Let’s talk about risk
Risk is an important factor to consider when investing and planning for your future. We all work hard for our money, so it makes sense that we would want the highest possible returns from our investments. But when thinking of investing and possible returns, it is important to understand risk. In particular, understanding the relationship between (1) risk and return, (2) one’s own risk profile and (3) the risk of the investment products or overall portfolio one is considering. The information below will provide you with some basic information on risk that you can consider when working with your advisor.
Risk and Return
Risk and return are directly related. With higher risk comes a higher possible return, but also a higher possible loss. If one invests in lower risk products, there is a decreased chance of suffering a loss but investment returns will be lower. Consider the relationship between risk and return to be like a rule that cannot be broken, which is why you should be careful about any security that claims to be a low risk and high return investment. Whenever you hear from a friend, family member or through the news that a certain investment has significantly increased in value, you can assume that there is some risk in owning that investment. It is in no way certain that the value of the investment will continue to increase. In fact, the investment could suffer a major loss in the future. This can be contrasted with “safe” investments such as money market mutual funds or GICs where there is a very low risk that you will lose your initial investment but where your rates of return will generally be lower. This applies to the construction of an investment portfolio as well. A portfolio constructed for safety may have a lower rate of return while a growth portfolio may have the potential for a higher rate of return but also a higher risk for financial loss. The investment objective of the portfolio that is suitable for you will depend on the balance between the return you are looking for and your risk profile.
Your Individual Risk Profile
Now that we understand the risk-return relationship, we should consider our own individual risk profile. Having a sense of your own individual risk profile can be helpful for your advisor, who can create an investment portfolio that takes into account your investment needs and the amount of risk you can take. Your individual risk profile is specific to you. A risk profile has two separate parts to it:
Risk tolerance: Risk tolerance captures your willingness to take on risk and to deal with uncertainty. A good way to think about risk attitude is the “sleep at night test”, meaning how much investment risk or uncertainty are you willing to take before it would become uncomfortable and interfere with a good night’s sleep? Risk tolerance is a subjective meaning that is very specific to you, your preferences and comfort level.
Risk capacity: Risk capacity is your objective ability to take on financial risk. By this, we mean how much of your investments can you lose without negatively affecting you and your life.

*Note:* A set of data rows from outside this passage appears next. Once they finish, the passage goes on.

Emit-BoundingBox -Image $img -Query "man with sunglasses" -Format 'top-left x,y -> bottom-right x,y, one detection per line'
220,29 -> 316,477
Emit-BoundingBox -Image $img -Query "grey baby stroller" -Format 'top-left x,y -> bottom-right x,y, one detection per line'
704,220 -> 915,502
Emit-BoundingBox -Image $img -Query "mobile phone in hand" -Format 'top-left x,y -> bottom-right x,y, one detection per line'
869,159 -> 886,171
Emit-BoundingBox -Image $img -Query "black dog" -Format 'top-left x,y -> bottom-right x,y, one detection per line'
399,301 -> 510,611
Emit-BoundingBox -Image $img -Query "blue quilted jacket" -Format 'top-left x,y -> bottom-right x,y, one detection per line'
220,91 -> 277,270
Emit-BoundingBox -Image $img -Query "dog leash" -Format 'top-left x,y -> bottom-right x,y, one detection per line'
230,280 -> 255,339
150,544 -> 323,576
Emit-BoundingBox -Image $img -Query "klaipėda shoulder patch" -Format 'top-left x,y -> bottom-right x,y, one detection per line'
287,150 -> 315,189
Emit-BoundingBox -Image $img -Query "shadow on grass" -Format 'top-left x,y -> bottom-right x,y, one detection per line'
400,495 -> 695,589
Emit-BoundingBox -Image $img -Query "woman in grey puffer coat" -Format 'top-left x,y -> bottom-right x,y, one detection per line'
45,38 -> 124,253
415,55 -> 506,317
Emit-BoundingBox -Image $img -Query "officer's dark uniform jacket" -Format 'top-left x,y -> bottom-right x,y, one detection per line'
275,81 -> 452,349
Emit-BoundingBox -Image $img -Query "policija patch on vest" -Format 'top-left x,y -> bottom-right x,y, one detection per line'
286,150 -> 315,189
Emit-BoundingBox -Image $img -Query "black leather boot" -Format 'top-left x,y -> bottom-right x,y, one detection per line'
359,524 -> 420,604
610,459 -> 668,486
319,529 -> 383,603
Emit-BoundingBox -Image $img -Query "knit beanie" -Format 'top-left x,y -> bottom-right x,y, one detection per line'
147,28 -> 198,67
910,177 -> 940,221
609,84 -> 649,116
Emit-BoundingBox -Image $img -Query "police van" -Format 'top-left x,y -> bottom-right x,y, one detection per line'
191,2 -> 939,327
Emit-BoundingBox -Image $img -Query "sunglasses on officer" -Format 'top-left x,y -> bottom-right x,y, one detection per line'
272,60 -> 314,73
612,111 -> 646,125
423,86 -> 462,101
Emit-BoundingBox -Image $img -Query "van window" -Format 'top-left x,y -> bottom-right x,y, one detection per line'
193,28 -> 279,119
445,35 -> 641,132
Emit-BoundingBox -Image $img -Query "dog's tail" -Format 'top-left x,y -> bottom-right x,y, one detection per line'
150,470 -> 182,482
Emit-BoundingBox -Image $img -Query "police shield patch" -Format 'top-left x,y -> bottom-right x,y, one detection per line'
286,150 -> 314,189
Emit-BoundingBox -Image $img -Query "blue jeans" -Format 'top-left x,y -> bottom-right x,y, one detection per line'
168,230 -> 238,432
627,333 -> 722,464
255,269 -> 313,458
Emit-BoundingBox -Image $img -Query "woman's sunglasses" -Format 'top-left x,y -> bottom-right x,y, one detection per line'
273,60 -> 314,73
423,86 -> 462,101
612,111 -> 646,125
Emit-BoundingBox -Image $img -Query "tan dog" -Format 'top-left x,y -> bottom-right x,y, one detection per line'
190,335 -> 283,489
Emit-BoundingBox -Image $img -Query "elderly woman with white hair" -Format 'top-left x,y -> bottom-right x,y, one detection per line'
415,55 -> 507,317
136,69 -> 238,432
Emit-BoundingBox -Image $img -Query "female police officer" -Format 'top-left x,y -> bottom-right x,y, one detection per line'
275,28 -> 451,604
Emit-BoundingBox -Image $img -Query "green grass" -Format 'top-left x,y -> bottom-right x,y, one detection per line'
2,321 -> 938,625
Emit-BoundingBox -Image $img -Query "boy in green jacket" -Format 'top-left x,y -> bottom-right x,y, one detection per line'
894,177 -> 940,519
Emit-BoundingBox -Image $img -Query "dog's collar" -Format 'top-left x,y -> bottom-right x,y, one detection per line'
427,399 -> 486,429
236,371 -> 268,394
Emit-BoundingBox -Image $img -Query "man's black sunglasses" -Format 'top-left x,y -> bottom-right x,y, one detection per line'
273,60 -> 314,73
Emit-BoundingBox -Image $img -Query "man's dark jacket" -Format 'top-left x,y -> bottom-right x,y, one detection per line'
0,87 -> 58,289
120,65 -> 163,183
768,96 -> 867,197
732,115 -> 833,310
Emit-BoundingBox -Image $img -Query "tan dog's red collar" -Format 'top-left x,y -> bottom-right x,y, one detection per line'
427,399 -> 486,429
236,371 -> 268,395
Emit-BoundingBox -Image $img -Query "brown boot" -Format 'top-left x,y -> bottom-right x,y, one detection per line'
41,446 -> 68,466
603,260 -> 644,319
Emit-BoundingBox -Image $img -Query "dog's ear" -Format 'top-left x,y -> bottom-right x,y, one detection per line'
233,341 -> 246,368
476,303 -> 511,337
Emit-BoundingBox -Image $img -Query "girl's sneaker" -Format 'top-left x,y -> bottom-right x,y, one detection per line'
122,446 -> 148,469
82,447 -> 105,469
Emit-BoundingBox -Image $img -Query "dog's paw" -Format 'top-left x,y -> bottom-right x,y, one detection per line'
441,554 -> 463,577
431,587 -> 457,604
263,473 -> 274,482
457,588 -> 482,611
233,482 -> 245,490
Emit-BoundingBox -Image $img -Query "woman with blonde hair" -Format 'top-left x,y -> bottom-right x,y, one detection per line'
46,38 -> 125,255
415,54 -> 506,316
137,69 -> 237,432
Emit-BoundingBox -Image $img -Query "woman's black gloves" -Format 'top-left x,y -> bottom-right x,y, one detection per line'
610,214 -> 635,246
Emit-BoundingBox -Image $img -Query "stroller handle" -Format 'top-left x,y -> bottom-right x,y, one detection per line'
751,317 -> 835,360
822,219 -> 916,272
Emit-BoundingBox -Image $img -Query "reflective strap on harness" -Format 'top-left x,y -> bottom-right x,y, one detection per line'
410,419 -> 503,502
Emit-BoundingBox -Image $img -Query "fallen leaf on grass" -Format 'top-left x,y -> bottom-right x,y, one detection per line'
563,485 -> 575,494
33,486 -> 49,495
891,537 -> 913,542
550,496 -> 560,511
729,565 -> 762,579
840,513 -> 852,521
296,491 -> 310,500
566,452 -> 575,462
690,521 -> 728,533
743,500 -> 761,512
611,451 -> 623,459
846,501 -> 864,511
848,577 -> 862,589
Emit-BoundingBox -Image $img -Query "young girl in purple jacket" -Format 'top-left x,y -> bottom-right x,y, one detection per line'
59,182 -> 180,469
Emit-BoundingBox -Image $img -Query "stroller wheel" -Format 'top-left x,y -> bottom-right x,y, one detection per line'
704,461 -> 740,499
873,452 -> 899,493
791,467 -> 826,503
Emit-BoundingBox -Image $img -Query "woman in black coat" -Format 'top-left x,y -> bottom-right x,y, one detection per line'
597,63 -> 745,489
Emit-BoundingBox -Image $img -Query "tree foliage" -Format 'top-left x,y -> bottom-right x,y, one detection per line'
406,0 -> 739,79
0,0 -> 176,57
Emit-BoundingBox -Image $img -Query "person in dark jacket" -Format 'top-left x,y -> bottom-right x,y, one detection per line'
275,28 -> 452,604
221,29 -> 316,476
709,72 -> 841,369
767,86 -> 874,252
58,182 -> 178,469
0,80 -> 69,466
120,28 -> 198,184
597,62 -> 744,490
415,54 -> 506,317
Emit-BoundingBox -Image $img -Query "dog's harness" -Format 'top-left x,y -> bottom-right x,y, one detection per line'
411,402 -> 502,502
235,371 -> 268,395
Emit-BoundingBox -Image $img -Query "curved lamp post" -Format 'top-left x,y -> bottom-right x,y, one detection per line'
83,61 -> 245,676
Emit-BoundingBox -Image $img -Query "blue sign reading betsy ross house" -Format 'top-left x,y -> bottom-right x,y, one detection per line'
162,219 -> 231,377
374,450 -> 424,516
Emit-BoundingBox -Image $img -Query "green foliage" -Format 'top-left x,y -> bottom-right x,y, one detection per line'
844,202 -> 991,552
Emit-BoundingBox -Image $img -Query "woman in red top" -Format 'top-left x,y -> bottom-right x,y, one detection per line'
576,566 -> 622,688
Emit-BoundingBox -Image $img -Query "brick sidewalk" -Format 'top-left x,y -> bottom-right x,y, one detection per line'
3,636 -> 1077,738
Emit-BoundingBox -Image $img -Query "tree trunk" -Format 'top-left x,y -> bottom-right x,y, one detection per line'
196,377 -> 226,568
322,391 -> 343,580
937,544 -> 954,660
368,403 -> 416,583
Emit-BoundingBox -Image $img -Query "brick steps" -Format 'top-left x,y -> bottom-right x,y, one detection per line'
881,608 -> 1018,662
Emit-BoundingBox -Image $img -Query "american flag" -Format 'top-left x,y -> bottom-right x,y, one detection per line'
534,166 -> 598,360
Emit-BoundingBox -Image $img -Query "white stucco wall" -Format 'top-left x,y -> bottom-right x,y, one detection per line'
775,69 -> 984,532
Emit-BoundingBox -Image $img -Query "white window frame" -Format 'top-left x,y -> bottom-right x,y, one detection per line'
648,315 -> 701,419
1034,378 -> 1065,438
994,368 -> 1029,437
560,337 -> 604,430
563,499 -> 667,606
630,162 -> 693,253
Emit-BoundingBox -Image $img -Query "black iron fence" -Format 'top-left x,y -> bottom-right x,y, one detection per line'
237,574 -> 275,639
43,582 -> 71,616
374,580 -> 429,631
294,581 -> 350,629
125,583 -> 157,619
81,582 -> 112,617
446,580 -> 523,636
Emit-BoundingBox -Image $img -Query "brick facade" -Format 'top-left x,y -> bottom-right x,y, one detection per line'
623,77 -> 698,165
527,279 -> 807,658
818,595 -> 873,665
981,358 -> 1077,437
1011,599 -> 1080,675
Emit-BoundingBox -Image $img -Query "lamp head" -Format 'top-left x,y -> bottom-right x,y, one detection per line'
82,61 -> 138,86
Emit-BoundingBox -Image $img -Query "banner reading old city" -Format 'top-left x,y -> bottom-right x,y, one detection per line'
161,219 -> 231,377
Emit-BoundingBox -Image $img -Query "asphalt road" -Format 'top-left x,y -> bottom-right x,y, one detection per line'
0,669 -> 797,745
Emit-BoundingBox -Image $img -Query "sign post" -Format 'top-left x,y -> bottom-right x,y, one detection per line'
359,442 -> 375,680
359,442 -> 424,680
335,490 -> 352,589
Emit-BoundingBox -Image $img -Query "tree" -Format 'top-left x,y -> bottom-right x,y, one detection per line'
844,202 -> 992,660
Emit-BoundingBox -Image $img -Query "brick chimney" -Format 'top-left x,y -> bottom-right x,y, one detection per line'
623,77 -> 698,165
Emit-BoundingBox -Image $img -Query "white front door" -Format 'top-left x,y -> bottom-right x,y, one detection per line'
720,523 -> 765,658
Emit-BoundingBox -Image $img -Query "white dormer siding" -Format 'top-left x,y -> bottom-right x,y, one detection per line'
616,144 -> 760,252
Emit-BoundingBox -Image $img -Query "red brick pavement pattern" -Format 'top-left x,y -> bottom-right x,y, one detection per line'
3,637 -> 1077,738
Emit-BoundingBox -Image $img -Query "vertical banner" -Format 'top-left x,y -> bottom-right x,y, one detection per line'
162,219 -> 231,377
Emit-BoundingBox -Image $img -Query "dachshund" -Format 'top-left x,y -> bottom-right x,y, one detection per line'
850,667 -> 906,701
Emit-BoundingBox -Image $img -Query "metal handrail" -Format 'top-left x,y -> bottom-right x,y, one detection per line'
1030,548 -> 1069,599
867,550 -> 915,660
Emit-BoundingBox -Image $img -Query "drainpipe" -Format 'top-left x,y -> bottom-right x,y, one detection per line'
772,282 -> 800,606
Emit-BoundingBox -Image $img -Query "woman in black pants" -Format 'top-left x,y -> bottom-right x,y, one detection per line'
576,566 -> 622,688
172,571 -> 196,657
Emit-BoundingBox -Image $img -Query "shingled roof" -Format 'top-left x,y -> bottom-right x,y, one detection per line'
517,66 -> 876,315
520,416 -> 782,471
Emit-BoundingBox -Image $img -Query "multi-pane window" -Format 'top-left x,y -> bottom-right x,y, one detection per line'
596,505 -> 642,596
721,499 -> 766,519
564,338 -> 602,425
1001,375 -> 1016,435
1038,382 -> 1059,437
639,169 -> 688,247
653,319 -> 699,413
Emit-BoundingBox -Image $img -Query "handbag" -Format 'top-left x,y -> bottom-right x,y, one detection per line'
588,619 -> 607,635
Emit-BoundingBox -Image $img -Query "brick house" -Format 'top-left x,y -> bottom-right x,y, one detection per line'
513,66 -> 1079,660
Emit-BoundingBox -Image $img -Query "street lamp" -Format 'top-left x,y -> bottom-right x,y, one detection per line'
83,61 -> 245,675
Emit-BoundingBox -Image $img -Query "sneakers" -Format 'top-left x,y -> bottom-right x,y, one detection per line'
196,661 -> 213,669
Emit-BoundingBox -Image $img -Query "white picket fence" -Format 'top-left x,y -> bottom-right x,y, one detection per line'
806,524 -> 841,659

Your risk capacity depends on factors specific to you and your family such as your income, savings, employment status, age, debt levels, health status, etc.
Between your risk tolerance and your risk capacity, your overall risk profile should reflect the lower of the two. For example, an investor who is comfortable taking on high levels of risk (risk tolerance) but who has a low income relative to their expenses, limited savings or unstable employment may not have enough financial resources to withstand a significant financial loss. This investor’s risk capacity may therefore be lower than their risk tolerance, which will reflect their overall risk profile.
Assessing Your Risk Profile
Your advisor should ask you several questions to understand both your risk tolerance and risk capacity. For example, your advisor may provide you with various investment scenarios with different potentials for gains and losses and ask you to report your comfort level with each scenario. Some advisors may use investor questionnaires that pose several questions to assist you and your advisor in assessing both your risk tolerance and risk capacity. The more prepared you are to discuss your investment needs, goals financial situation and feelings regarding investing with your advisor, the more they will be able to guide you in specifying your risk profile and constructing an investment portfolio for you. In preparing to discuss risk with your advisor, you can review and think about the questions in the Investor Questionnaire.
Always Reassess Your Risk Profile
Finally, your risk profile can change over time as your attitudes towards risk or financial circumstances affecting risk capacity can change. Work with your advisor to re-assess your profile if there has been a change in your financial status or in your life circumstances such as birth of a child, change in marital status, retirement or changes to your health or employment.